Invariant estimator

Last updated January 31, 2023

In statistics, the concept of being an invariant estimator is a criterion that can be used to compare the properties of different estimators for the same quantity. It is a way of formalising the idea that an estimator should have certain intuitively appealing qualities. Strictly speaking, "invariant" would mean that the estimates themselves are unchanged when both the measurements and the parameters are transformed in a compatible way, but the meaning has been extended to allow the estimates to change in appropriate ways with such transformations.^[1] The term equivariant estimator is used in formal mathematical contexts that include a precise description of the relation of the way the estimator changes in response to changes to the dataset and parameterisation: this corresponds to the use of "equivariance" in more general mathematics.

General setting

Background

In statistical inference, there are several approaches to estimation theory that can be used to decide immediately what estimators should be used according to those approaches. For example, ideas from Bayesian inference would lead directly to Bayesian estimators. Similarly, the theory of classical statistical inference can sometimes lead to strong conclusions about what estimator should be used. However, the usefulness of these theories depends on having a fully prescribed statistical model and may also depend on having a relevant loss function to determine the estimator. Thus a Bayesian analysis might be undertaken, leading to a posterior distribution for relevant parameters, but the use of a specific utility or loss function may be unclear. Ideas of invariance can then be applied to the task of summarising the posterior distribution. In other cases, statistical analyses are undertaken without a fully defined statistical model or the classical theory of statistical inference cannot be readily applied because the family of models being considered are not amenable to such treatment. In addition to these cases where general theory does not prescribe an estimator, the concept of invariance of an estimator can be applied when seeking estimators of alternative forms, either for the sake of simplicity of application of the estimator or so that the estimator is robust.

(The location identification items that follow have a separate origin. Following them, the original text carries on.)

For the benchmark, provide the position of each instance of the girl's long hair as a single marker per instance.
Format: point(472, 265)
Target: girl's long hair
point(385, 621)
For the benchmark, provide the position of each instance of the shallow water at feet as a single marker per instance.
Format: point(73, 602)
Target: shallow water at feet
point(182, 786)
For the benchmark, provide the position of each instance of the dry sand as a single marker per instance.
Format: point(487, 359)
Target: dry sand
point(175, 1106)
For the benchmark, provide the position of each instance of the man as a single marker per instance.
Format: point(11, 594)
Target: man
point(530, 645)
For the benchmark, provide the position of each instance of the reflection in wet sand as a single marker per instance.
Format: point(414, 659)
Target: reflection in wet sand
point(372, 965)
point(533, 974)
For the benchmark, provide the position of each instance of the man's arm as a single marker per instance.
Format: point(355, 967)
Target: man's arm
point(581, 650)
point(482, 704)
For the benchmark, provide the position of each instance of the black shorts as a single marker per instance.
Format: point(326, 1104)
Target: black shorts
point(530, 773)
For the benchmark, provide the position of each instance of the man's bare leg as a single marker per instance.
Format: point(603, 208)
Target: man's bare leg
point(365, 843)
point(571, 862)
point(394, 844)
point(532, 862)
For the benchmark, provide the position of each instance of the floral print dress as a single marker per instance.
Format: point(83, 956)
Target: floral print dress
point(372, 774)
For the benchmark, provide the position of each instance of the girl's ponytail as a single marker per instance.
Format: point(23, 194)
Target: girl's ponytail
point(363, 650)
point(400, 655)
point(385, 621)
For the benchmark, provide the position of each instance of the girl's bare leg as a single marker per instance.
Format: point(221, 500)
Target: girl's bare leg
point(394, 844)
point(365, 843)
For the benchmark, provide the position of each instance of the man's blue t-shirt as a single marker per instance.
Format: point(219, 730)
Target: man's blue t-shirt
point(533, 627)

The concept of invariance is sometimes used on its own as a way of choosing between estimators, but this is not necessarily definitive. For example, a requirement of invariance may be incompatible with the requirement that the estimator be mean-unbiased; on the other hand, the criterion of median-unbiasedness is defined in terms of the estimator's sampling distribution and so is invariant under many transformations.

One use of the concept of invariance is where a class or family of estimators is proposed and a particular formulation must be selected amongst these. One procedure is to impose relevant invariance properties and then to find the formulation within this class that has the best properties, leading to what is called the optimal invariant estimator.

Some classes of invariant estimators

There are several types of transformations that are usefully considered when dealing with invariant estimators. Each gives rise to a class of estimators which are invariant to those particular types of transformation.

Shift invariance: Notionally, estimates of a location parameter should be invariant to simple shifts of the data values. If all data values are increased by a given amount, the estimate should change by the same amount. When considering estimation using a weighted average, this invariance requirement immediately implies that the weights should sum to one. While the same result is often derived from a requirement for unbiasedness, the use of "invariance" does not require that a mean value exists and makes no use of any probability distribution at all.
Scale invariance: Note that this topic about the invariance of the estimator scale parameter not to be confused with the more general scale invariance about the behavior of systems under aggregate properties (in physics).
Parameter-transformation invariance: Here, the transformation applies to the parameters alone. The concept here is that essentially the same inference should be made from data and a model involving a parameter θ as would be made from the same data if the model used a parameter φ, where φ is a one-to-one transformation of θ, φ=h(θ). According to this type of invariance, results from transformation-invariant estimators should also be related by φ=h(θ). Maximum likelihood estimators have this property when the transformation is monotonic. Though the asymptotic properties of the estimator might be invariant, the small sample properties can be different, and a specific distribution needs to be derived.^[2]
Permutation invariance: Where a set of data values can be represented by a statistical model that they are outcomes from independent and identically distributed random variables, it is reasonable to impose the requirement that any estimator of any property of the common distribution should be permutation-invariant: specifically that the estimator, considered as a function of the set of data-values, should not change if items of data are swapped within the dataset.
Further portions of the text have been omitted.